1. I hear the vuvuzela in my sleep.
That’s the buzzing horn that South African soccer fans play. I hear it from the TV as well. One of the nicer things about working from home right now, is that I can listen to or watch a good chunk of the World Cup. I have been hearing it from the TV all morning. Netherlands 2, Denmark 0. Netherlands looked great, but not as good as the Germans did Sunday.
I am totally sucked in by the World Cup.
2. Full disclosure: I am not a huge “soccer guy.” I am a baseball, football and wrestling guy, and I actually enjoy rugby more than soccer. But soccer’s not a hard game to watch, and I find myself learning more and more as I watch it. As a sports writer, I tend to suck up details like a sponge, and I am really paying attention to this.
3. The basic information right now is that there are two or three games a day from now until June 25. Eight groups of four teams. Top two advance to what Americans would call the quarterfinals and the rest of the world calls “the knockout stage” or the Round of 16. Most matches on ESPN at 7:30 a.m., 10 a.m. and 2:30 p.m. (If you live in the Albany area, I highly recommend taking in a match at Wolff’s Bier Garten. Great place to watch). If you live in any kind of ethnic neighborhood, get out to watch a game in a bar or anywhere else showing it. It’ll be amazing.
4. Soccer, or “football” in most other places, fascinates me. It’s such a world-wide game, and the World Cup has a history even more rich than baseball, and you know how I feel about that.

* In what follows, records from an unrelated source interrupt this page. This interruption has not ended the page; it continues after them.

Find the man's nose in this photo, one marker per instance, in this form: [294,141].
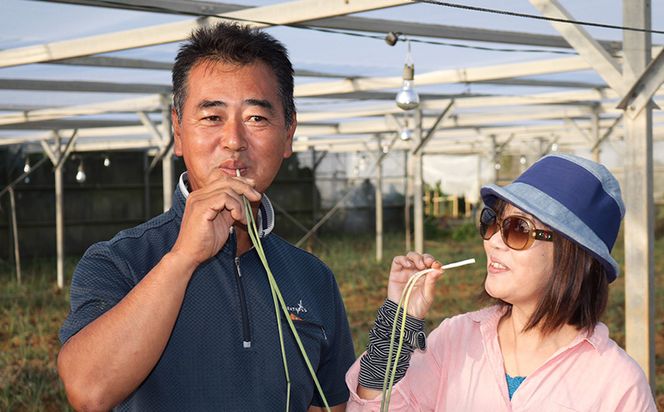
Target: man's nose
[233,135]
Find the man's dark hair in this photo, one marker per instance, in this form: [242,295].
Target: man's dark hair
[577,292]
[233,43]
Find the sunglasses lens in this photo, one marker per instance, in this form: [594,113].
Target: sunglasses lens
[516,232]
[487,223]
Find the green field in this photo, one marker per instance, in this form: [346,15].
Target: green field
[31,314]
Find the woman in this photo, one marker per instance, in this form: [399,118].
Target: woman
[540,346]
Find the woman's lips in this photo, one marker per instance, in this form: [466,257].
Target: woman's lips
[495,266]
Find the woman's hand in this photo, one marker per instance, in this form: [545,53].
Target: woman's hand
[403,268]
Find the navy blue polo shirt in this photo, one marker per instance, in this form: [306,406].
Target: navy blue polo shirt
[224,351]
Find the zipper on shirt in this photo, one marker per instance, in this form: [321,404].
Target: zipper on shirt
[246,332]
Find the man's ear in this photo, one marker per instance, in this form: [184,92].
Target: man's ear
[290,132]
[177,137]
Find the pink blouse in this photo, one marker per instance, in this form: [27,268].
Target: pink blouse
[462,370]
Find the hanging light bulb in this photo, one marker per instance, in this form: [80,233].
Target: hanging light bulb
[407,98]
[80,175]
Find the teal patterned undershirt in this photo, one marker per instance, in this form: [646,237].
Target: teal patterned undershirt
[513,383]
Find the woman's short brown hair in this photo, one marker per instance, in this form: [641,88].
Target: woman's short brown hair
[577,292]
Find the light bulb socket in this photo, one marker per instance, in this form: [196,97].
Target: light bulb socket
[392,38]
[408,71]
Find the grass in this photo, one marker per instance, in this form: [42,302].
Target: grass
[31,313]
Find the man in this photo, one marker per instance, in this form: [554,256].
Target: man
[177,313]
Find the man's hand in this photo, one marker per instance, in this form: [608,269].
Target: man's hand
[208,216]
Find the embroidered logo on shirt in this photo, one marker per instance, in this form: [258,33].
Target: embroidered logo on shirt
[295,311]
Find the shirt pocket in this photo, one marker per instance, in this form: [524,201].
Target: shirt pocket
[313,337]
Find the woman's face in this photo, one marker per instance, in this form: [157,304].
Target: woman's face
[518,277]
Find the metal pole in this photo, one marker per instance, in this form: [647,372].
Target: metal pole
[638,195]
[379,205]
[146,186]
[17,253]
[595,132]
[418,191]
[59,220]
[167,160]
[407,194]
[494,159]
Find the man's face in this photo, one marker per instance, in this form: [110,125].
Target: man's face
[232,119]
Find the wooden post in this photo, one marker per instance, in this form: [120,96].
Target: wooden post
[17,253]
[638,196]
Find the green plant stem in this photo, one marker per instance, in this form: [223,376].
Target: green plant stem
[276,296]
[388,381]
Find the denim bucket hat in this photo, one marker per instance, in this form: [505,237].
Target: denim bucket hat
[573,196]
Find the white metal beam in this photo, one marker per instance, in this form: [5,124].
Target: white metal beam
[461,75]
[276,14]
[644,88]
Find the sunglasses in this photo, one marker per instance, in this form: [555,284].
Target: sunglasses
[518,232]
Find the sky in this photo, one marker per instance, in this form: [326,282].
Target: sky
[26,23]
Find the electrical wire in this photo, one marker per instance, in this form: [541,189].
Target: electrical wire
[538,17]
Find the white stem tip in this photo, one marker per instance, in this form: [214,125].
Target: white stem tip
[459,263]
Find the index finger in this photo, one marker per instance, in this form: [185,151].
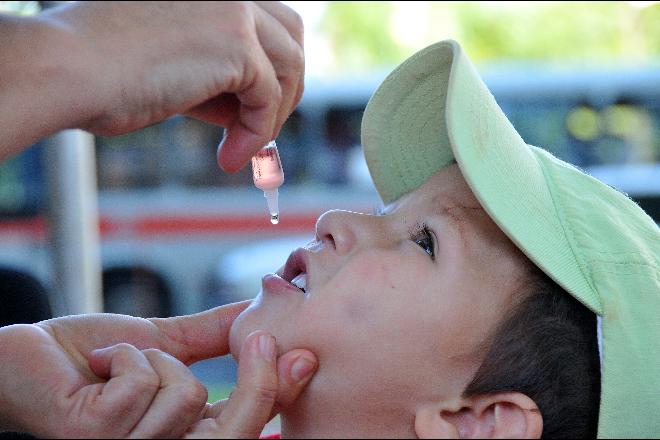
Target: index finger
[288,17]
[200,336]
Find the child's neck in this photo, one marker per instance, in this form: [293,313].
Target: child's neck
[346,418]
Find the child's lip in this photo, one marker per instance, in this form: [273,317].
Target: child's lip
[297,263]
[274,283]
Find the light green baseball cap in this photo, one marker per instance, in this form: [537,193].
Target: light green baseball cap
[594,241]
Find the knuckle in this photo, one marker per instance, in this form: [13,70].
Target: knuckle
[298,59]
[243,22]
[193,397]
[265,393]
[298,25]
[146,379]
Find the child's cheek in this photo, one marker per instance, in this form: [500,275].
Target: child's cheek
[361,287]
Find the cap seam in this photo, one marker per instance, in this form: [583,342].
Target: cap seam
[570,236]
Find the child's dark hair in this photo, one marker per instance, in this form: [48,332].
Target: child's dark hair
[547,349]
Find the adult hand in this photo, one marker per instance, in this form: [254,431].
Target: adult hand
[263,383]
[49,388]
[114,67]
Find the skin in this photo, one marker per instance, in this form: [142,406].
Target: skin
[110,68]
[235,64]
[98,376]
[394,329]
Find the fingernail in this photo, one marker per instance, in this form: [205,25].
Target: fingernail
[302,368]
[267,347]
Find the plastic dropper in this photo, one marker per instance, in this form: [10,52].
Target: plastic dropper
[268,176]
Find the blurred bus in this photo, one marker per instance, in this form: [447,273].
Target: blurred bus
[178,235]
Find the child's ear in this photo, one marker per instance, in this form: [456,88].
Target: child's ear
[497,415]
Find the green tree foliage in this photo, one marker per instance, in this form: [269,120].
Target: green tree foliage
[591,32]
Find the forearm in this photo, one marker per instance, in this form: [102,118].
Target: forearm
[44,81]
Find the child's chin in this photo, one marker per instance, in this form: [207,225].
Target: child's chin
[238,333]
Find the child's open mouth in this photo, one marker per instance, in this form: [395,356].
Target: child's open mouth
[295,270]
[300,282]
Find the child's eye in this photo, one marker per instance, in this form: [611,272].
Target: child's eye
[423,237]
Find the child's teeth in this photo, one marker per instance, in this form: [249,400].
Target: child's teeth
[300,281]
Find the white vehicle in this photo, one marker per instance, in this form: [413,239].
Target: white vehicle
[179,236]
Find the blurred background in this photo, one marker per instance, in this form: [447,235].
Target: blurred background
[177,236]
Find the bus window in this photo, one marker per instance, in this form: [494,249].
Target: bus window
[585,135]
[21,186]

It’s a game that makes political statements and economic statements. It’s a simple game that becomes much more complex when you get to this level. You kick the ball into the goal. Even simpler than baseball.
5. There’s a great book called “Soccernomics” that applies “Freakonomics” theories to soccer, pointing out things such as the fact that the vast majority of English footballers are from working-class families. That’s an even bigger issue in South Africa, in which soccer has pretty much been the “Black” sport and rugby has been the “White” sport. The Springboks, South Africa’s national rugby team, pounded the heck out of France over the weekend. Always a good thing. I highly recommend “Invictus,” the movie about Nelson Mandela and the South Africans hosting and winning the 1995 World Cup rugby. Many parallels to this year, though a different era.
6. I think this may finally be the turning point for soccer in America, especially is the U.S. team can get out of group play and maybe win a match in the next stage. This is something I h ave been waiting for for about 35 years. When I was in high school, in the mid-70s, was when soccer was just getting started in our town. At that time, it was still a big deal when a really good male athlete chose soccer over football. There was no youth soccer there at the time. That, in my experience, is the key to success. When Joe Morrone got to UConn in 1969, he immediately got the local town to get youth soccer going, and for many years, the local high school dominated boys’ and girls’ soccer in Connecticut and regularly sent players to UConn, which won national championships.
I think the massive publicity for this World Cup, and the great job ESPN is doing, will really raise even more consciousness here.
7. Recommendations on games to watch (remembering what I said in No. 2). Catch any game involving an African team, especially Cameroon, Nigeria and Ghana. Those will be exciting games. Want to see the best in the world? Brazil, Spain and Portugal are the three top-ranked teams. I love to watch the U.S., of course. It’s fun to be an underdog. Team to avoid? North Korea. Bad, bad team. The South Africa matches will be really intense. I like Germany a lot at this point. Tomorrow's best game: Portugal-Ivory Coast at 10 a.m.